Can’t forget this moment, not for a long time. The Georgia Native Plant Society (GNPS) had posted on Facebook, of the virtues of Sumac bushes/small trees. It caught my eye, for my city kid roots (Brooklyn, New York) always tagged sumacs as B-A-D. Poison sumac was found in Brooklyn and the other five boroughs of New York City. It was to be avoided. The GNPS’s Facebook post told of the virtues of Georgia’s native sumacs. Attractive in the garden, hardy and supplies valuable food to birds and more.
This Viceroy flew in while we were working Woody Pond at Harris Neck National Wildlife Refuge, on the Georgia coastline. Lauren had recommended Harris Neck, and there we went. The Viceroy flew to the sumac that grew on that 4-foot wide strip that separated the Woody Pond trail from the pond’s edge (think alligators!). This Viceroy was fresh and Gorgeous, and began nectaring immediately on the few Sumac flowers that had opened.
So, suddenly Sumacs were good, very good. They attracted beautiful butterflies! That was an epiphany, for me. GNPS touted Sumacs, and there I was excited about a Sumac in a fab Refuge, as it attracted a totally OMG! Viceroy.
Our 8 months ongoing Macon, Georgia back garden now has dozens of trees, bushes and perennials that we’ve added to it, 97.5% of them natives. With Spring ’20, what did we discover? Winged Sumac and Smooth Sumac plants appeared, and began to grow. We didn’t plant them. I chose the several that would be terrific placements, and look strong and robust, and I staked them (so Petra & Cuiffi) don’t trample them. Lots of you know how anxious I am to see these Sumacs surge forward in the Spring ahead of us.
Sumacs and Jeff, we’ve gone along way.
Isn’t that how life often unfolds?
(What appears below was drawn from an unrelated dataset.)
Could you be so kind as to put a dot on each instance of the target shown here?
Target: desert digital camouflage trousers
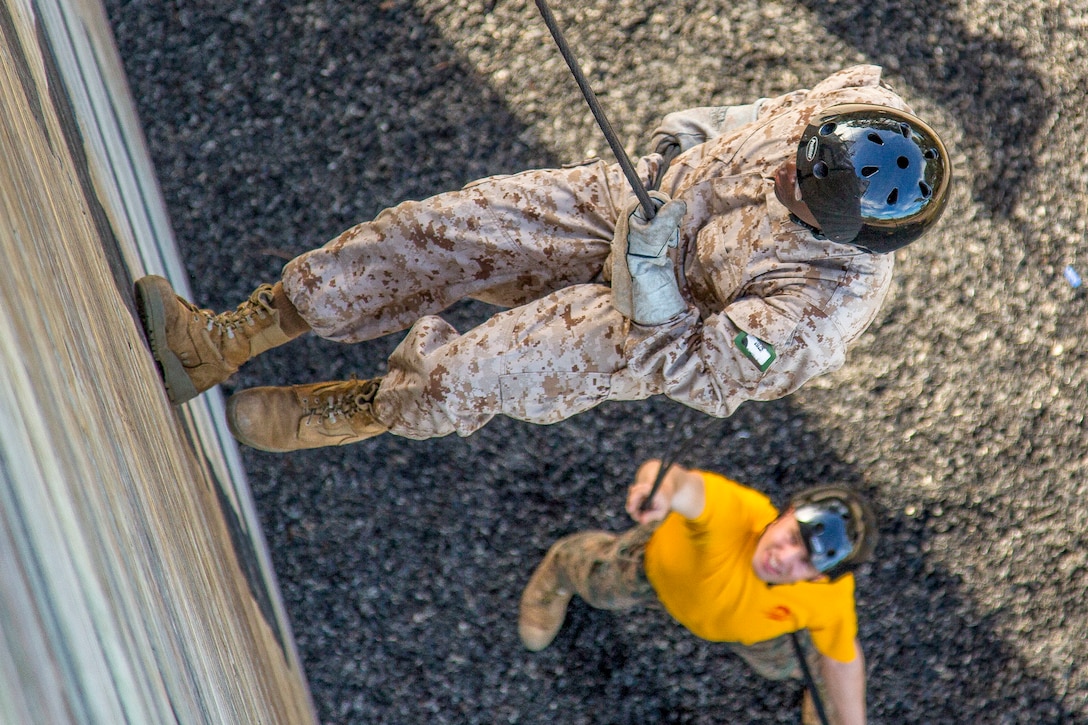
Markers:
(533, 242)
(606, 570)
I was working the Wetland Trail at Raccoon Creek State Park in southwestern Pennsylvania. I reached the pond edge, and slowly moved along the shrubs that grew inches from the water. My eyes are trained now to spot things different, butterfly-sized.
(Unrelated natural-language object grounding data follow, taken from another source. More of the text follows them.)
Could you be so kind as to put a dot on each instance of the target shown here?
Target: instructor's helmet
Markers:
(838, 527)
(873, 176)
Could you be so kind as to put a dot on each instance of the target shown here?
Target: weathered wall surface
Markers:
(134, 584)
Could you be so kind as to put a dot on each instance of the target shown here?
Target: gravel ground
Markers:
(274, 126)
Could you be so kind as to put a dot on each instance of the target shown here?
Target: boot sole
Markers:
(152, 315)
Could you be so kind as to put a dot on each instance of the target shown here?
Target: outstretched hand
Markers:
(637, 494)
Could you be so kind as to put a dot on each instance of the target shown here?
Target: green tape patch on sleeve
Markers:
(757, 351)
There it was! Mama Mia!! The first Bronze Copper butterfly I’d ever seen. Stay calm, Jeff. Slowly prepare to shoot it. I was so excited, for the early morning sun was at my back, there was no breeze and the sky that morning was blue. Glassberg in his A Swift Guide to the Butterflies of North America has this species as “LR-LU” (Locally Rare – Locally Uncommon).
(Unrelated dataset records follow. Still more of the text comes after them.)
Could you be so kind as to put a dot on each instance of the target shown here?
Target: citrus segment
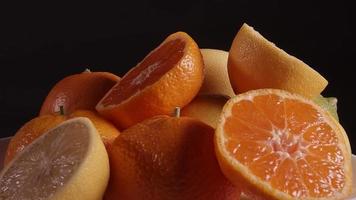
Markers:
(206, 108)
(298, 151)
(167, 158)
(170, 76)
(68, 162)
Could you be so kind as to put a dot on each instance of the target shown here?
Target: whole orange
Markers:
(40, 125)
(78, 91)
(167, 158)
(169, 76)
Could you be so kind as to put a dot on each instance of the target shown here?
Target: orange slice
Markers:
(278, 145)
(170, 76)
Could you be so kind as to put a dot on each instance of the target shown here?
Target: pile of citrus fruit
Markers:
(186, 123)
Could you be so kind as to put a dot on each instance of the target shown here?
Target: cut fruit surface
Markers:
(68, 162)
(255, 63)
(278, 145)
(40, 125)
(170, 76)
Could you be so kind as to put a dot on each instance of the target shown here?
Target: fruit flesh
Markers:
(37, 173)
(286, 143)
(155, 65)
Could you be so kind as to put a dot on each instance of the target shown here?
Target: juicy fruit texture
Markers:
(29, 132)
(170, 76)
(40, 125)
(167, 158)
(68, 162)
(278, 145)
(256, 63)
(206, 108)
(216, 80)
(78, 91)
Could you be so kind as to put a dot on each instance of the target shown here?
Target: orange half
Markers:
(278, 145)
(170, 76)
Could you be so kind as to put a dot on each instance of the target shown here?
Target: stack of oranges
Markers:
(246, 125)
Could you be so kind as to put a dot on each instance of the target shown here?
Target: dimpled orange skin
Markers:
(167, 158)
(78, 91)
(40, 125)
(175, 88)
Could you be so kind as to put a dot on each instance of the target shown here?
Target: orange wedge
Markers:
(170, 76)
(255, 63)
(278, 145)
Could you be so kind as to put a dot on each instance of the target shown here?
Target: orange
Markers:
(206, 108)
(167, 158)
(78, 91)
(168, 77)
(39, 125)
(277, 145)
(216, 80)
(254, 63)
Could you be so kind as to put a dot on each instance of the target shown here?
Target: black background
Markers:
(40, 44)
I’ve only seen one a single time after that, and that was years ago. Was this a chance meeting? After a lifetime of sometimes fighting, living amidst sometimes danger (very), watching helplessly as Frieda A”H slipped away, and those years of carrying long steel on my person, I’ve come to see such a bit differently. Here I am, and I’ve endured much, yet lookee, lookee, I am now sharing A Bronze with you, my Bronze, and a beaut!
For me, a Thank You G-d moment.
This gorgeous Palamedes Swallowtail butterfly was nectaring on thistle. Now I don’t know the name of the thistle, at the edge of Woody Pond in Harris Neck National Wildlife Refuge on the coast of Georgia. I’ve learned that Harris Neck Refuge has a number of very earnest supporters, so I hope Laura and some of the wonderful people I met there in late August 2018 will help name this spindly thistle with its almost white flowers.
Those thistle flowerheads were busy with many different butterflies. This visit by a Palamedes was special though. You’d think that I would bring my Macro- lens closer to the butterfly, for a Macro- lens can approach 1:1 imagery, as long as they are very close to your subject.
I was at that 3′ strip of green growth at the pond’s edge, and Brooklyn boy did not want to get a single inch closer then I was, with all due respect to the alligators that may or may not be in the pond, an arm’s length away.
I was recently gently chided for this reluctance. You must know that those ‘gators, heretofore mostly unknown to me, soooo reminded me of the Connected guys I grew up with. There they are, right where you are, and you know them, they know you, but mostly leave them alone, and all will be good and dandy.